但那个男人说,这是他唯一能改变人生的机会。
“如果你学不会,我就会放弃你,你只能回到福利院里,到时候你知道你的人生会有什么样的结局吗?”
男人脸上带着温和的笑意,却让年幼的时冕陡然升起一股冷意。
“你会因为出身而被霸凌。”
“我会打回去!”
“你打不回去,永远有比你厉害的人骑在你头上,一步落后,步步落后,你只能在泥土里腐烂,成为滋养别人的土壤。”
“你小学被人欺负,没人为你出头,你初中学会了反抗,因为不懂法律,因为对方有钱,你被人坑进了警察局,一关就是八年。”
男人似叹似笑地看着他:“出来后的你与这个社会格格不入,你想活着,你选择去酒吧做打手,你在那里遇到了一个年长你十四岁的青年。”
“他对你很好,把你当亲弟弟一样疼爱,他自己赚的钱很多,但都是卖皮肉的钱,他要还债,他要攒一笔钱养老,遇到了你之后,他还想给你找一份稳定的工作。”

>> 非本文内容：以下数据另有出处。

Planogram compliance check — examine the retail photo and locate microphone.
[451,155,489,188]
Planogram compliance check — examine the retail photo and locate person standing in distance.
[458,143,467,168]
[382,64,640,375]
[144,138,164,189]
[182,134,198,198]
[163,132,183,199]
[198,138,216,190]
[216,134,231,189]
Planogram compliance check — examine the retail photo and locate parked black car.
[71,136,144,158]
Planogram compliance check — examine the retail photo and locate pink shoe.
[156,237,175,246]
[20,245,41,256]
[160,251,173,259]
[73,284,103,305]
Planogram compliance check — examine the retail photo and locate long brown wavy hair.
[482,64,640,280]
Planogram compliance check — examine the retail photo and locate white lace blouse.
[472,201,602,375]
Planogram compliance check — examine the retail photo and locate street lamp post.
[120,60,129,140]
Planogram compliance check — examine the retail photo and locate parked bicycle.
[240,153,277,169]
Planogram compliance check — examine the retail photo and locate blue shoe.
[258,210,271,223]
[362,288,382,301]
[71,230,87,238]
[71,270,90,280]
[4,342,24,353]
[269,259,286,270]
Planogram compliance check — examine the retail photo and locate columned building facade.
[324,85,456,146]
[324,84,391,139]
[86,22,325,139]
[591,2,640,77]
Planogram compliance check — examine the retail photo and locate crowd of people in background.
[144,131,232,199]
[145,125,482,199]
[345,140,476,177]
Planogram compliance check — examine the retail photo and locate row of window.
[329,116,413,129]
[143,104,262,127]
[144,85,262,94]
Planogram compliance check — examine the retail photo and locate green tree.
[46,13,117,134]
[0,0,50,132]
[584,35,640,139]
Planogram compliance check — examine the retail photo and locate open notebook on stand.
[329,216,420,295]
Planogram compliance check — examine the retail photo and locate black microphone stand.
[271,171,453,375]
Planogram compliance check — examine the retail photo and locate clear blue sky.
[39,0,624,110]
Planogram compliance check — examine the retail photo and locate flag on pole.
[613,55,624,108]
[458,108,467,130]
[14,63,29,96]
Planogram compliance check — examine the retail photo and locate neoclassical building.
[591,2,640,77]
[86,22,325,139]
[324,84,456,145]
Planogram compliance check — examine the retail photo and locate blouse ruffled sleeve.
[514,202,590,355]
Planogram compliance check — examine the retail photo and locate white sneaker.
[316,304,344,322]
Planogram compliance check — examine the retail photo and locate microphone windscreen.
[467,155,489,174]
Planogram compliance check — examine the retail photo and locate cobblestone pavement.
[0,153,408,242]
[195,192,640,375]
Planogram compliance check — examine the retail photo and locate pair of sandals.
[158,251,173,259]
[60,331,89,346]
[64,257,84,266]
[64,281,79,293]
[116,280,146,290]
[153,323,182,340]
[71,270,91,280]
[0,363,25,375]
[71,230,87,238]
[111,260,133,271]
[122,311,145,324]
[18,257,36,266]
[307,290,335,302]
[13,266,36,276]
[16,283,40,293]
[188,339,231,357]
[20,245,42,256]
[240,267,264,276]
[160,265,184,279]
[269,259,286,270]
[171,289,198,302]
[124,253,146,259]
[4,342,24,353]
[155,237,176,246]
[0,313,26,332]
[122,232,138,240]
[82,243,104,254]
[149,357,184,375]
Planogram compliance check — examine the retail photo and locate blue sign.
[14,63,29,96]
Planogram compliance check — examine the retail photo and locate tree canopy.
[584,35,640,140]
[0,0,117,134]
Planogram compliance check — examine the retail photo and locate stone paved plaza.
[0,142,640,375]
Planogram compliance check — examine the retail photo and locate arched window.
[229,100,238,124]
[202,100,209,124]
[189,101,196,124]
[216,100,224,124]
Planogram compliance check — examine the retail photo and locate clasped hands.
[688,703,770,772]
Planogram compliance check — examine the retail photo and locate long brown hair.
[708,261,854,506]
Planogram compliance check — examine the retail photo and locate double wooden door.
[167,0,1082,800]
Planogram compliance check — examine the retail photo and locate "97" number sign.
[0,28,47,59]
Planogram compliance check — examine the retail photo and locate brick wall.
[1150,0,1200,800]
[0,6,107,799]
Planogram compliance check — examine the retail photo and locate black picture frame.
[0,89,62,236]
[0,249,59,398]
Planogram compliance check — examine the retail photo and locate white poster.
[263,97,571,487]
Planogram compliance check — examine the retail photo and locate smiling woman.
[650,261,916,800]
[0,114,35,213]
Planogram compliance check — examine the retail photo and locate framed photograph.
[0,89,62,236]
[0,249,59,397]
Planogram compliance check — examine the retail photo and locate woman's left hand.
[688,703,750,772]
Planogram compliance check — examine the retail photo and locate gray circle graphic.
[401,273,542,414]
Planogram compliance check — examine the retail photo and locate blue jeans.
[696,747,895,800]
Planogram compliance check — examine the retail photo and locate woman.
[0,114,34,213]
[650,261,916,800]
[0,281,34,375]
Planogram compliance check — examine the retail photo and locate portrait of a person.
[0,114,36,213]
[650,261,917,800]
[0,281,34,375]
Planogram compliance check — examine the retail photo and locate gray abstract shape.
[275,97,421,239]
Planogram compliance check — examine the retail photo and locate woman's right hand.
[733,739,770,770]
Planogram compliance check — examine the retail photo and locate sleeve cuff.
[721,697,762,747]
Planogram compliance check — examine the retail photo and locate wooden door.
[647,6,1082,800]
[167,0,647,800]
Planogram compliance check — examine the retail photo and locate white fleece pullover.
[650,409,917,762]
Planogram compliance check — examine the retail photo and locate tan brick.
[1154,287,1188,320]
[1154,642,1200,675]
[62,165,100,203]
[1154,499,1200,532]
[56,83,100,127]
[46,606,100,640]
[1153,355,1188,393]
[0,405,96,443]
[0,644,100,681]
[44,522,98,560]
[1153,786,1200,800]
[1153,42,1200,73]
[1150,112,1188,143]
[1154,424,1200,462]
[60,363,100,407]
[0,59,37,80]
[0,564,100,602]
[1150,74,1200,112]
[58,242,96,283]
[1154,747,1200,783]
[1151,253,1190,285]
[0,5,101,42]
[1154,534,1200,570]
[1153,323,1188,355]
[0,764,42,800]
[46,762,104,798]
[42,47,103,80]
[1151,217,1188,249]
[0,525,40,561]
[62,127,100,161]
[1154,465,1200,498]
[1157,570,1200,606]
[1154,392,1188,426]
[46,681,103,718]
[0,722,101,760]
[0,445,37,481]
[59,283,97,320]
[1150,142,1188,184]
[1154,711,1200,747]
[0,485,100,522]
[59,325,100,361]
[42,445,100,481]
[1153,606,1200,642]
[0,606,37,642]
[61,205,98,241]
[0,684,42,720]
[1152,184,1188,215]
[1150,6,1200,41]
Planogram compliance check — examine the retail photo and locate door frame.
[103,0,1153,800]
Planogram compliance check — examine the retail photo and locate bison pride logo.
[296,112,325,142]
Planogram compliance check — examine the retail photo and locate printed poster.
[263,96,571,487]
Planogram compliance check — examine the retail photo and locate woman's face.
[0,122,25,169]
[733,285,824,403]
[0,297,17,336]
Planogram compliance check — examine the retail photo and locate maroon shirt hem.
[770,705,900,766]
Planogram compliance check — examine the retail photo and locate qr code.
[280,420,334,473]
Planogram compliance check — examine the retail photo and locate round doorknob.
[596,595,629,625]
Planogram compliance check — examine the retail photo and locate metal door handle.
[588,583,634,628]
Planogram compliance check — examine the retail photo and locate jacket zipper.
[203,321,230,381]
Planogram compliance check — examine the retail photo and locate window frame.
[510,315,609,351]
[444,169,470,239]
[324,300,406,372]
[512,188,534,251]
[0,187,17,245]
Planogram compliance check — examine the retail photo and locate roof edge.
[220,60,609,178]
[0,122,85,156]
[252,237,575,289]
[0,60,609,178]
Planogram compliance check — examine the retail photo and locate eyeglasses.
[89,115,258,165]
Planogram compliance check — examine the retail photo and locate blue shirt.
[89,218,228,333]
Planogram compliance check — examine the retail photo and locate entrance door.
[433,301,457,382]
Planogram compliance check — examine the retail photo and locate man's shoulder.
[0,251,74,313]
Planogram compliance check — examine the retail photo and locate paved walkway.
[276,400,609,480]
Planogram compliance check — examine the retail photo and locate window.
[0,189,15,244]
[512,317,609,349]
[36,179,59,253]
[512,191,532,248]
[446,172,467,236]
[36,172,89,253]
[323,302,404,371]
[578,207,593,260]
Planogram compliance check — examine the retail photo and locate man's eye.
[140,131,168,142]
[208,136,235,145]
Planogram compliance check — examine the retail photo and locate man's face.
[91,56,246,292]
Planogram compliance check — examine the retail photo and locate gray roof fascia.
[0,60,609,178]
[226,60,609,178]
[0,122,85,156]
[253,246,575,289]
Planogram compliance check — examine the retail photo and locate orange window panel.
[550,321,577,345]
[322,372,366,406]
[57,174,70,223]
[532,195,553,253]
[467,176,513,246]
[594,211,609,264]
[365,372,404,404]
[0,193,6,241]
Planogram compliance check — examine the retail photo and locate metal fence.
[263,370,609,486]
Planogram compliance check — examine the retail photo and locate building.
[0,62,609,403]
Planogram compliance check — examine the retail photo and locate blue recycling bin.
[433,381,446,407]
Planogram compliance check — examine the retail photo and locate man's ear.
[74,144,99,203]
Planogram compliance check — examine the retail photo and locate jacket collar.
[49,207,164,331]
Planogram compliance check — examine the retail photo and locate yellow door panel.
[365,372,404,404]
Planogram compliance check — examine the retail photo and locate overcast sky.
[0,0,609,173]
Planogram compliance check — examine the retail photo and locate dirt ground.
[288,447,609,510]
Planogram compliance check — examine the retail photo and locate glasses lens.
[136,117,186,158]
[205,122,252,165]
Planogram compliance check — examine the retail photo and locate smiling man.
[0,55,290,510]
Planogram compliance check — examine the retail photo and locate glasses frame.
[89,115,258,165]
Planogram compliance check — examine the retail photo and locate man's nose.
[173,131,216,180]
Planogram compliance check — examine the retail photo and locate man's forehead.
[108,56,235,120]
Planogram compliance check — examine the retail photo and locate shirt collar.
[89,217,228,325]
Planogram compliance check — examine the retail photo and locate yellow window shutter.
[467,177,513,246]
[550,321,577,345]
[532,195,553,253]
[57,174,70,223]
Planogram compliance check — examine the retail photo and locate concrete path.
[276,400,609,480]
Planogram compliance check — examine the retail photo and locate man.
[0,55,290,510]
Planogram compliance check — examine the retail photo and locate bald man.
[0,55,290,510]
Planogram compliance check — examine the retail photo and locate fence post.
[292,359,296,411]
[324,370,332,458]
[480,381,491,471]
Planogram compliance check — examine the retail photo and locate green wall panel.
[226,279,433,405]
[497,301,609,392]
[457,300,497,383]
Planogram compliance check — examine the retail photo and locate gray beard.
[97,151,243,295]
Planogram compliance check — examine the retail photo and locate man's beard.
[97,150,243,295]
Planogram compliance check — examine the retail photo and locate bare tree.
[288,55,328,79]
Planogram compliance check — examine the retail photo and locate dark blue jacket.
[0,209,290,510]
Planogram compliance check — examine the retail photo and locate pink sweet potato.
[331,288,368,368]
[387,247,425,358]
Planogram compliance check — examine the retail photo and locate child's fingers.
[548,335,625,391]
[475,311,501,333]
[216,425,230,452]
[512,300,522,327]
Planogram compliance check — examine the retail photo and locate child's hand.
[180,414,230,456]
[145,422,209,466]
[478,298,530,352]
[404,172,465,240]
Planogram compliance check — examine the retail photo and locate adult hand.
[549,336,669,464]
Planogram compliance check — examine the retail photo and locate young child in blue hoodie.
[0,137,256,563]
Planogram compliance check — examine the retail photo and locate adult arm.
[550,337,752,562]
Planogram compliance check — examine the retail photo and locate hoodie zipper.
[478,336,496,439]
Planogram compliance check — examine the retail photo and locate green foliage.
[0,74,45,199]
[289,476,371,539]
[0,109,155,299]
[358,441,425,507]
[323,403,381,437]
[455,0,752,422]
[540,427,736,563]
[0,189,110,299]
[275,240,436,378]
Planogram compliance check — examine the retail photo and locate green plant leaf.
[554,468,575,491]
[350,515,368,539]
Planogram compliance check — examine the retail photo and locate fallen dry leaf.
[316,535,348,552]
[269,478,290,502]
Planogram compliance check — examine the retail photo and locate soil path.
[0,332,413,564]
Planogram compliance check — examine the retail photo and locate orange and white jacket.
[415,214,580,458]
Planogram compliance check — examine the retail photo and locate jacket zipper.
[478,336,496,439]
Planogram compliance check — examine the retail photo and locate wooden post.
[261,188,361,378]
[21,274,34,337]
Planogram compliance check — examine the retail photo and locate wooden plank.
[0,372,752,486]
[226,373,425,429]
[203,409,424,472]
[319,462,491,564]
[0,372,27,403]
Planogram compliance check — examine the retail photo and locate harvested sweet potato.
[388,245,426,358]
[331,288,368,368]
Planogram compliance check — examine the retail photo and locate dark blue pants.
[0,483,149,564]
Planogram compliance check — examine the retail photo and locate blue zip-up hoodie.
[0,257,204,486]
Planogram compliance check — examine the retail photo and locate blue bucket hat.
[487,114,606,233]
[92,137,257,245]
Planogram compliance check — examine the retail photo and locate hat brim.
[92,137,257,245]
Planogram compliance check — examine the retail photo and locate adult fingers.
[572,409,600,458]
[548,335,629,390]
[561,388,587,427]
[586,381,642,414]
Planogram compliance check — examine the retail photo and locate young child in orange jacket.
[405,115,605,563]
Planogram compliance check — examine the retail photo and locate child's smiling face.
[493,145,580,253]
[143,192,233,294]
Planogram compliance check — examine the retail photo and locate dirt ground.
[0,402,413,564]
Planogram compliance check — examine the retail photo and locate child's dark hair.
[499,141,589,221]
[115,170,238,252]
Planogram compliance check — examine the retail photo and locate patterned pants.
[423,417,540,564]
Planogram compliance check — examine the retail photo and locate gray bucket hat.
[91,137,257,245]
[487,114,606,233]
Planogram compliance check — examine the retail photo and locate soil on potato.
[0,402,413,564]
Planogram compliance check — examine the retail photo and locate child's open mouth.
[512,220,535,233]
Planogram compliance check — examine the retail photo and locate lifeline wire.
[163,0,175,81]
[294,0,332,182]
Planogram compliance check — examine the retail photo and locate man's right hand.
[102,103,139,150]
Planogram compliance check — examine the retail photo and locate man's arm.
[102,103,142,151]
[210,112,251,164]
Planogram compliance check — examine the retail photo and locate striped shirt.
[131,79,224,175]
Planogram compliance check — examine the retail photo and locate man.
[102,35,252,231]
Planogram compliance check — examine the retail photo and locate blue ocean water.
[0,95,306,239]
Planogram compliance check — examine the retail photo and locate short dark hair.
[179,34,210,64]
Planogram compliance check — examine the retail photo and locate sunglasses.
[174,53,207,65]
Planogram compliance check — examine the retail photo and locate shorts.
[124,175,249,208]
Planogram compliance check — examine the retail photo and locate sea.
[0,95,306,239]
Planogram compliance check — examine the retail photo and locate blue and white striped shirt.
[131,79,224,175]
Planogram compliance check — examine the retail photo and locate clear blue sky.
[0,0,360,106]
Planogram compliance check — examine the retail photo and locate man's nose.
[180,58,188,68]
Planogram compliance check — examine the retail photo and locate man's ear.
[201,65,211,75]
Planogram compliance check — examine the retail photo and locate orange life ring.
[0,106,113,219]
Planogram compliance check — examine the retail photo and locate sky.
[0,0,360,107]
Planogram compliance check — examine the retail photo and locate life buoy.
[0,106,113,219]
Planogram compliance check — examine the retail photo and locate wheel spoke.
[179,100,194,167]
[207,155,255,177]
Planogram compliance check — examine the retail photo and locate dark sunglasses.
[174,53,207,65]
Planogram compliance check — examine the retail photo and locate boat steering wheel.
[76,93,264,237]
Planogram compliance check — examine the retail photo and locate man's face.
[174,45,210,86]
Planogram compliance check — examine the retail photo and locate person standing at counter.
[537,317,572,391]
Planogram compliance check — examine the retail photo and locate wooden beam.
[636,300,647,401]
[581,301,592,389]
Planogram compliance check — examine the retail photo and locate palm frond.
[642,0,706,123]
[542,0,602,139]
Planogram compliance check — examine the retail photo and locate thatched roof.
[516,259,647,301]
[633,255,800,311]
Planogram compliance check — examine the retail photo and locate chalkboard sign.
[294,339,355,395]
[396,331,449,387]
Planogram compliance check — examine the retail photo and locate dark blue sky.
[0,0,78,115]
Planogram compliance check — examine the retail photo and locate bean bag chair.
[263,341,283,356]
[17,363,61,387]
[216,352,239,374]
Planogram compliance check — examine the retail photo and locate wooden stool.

“他接了一个有权有势的客人的生意,最后再也没有离开那间包厢,死之前他还在想,他的债还没有还完,不知道银行卡里的钱够不够给你好好生活。”
男人脸上平静的表情让年仅六岁的小孩觉得他的说谎。
“你不信?”男人随手一划,凭空出现一道半透明的画面,一个浑身是血的人出现在小孩眼前,那个人死死抓着一台手机,死不瞑目。
“如果你学有所成,能接替我的职位,这个人的命运就不会如此。”
“他本该被一对有钱有势的夫夫领养,成为他们唯一的儿子。”
时冕看着青年裸露的身体,皱着一张小脸,他讨厌鲜血。
“你所在的A8小世界出了问题,如果继续发展下去,刚才我所说的就是现实。但是如今事情还没有发生,我管不了,只能你以后去管。”
男人换了个坐姿,半空中的画面如同电影一般滑动,“他初中被人领养,后面被养父母卖到了一个小山村里。从未得过爱意的他,成年后被一个四十多岁的渣男欺骗,而对方只付出了零星半点的爱意。”
男人伸出小拇指,比了一点点距离,“只有这点光说不做的关心,就足以骗得他为了那个男人欠下一大笔债务,最后渣男远走高飞,留下他一个人还债。”
“学历不高的他找不到工作,被债主扔到夜场卖了自己,后面遇到了同为孤儿的你,他多了一点希望,想凭借自己的努力,让你以后能和他有不一样人生。”
“他对你好,像哥哥一样关心你,只为了让你以后不会像他一样,因为一点甜言蜜语就万劫不复,他会想着为你筹划以后,哪怕他自己都身陷囹圄。”
“最后还是为了你,他眼中的弟弟,跟他身世一样的家人,所以他死在了那间包厢里。”
“最后给他收尸的是酒吧的经理,裹了一块毯子送去火葬场,一个几十块钱的宠物用的骨灰坛,连墓地都没有,就被经理趁夜在郊区外,随便找了座山就埋了。”
“他没有家人,那个有钱有势的人只是给他的债主打了个电话,就不用再管这条人命了。”
“一个月后他还没有出现,被关了八年的你依旧冷心冷肺,觉得他只是做样子,并不承认他真的把你当弟弟,也不觉得你跟他是一家人,哪怕他死前都在想给你安排好后半生。”
“你死在一场酒吧斗殴里,警察还没有赶过来,你就被人一酒瓶开了瓢,倒在了当年他断气的包厢外面。”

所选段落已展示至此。